Animals are being tortured and slaughtered by an individual who may well be a serial killer in the making. Frank investigates in an attempt to prevent the killer's interests turning to people.

The victims are horses, not people and their purpose in the human world is almost as inhuman as what happens at the hands of killer, but that aside this is an average episode that is averagely interesting and has a mild amount of tension towards the climax, but is otherwise nothing out of the ordinary.



The Russian undersociety of New York is being terrorised by a series of brutal murders that may be being carried out by the antichrist on Earth, someone who wants the superstitious russians to believe he is the antichrist or someone who is chasing the antichrist. Of course, he might just be a nutter, but a very clever and dangerous one with diplomatic immunity.

The milieu may have changed to little Russia, but everything else is pretty much as normal. The potential antichrist strand gives it a bit of interest and the matter isn't resolved to any great degree which is nice, but otherwise it's just another search for another killer.


Paper Dove

Frank's on a visit to his in-laws, so he is pretty relieved when father in law asks him to look into an old case that might well feed into the search for a missing woman.
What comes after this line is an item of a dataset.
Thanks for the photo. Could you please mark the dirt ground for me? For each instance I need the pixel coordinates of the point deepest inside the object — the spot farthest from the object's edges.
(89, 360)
This whole episode is nothing but a set up for the climactic moment when Frank's wife goes missing at the airport. The search for the killer takes up less time than observation of the killer talking to his victim's corpse in the woods and the supposed climax of the capture is totally flat, merely filling in time as it is for the big finale.

Who is the shadowy figure who has been controlling the killer to the point in the airport and what does he want? If you're interested enough, season two will have the answers.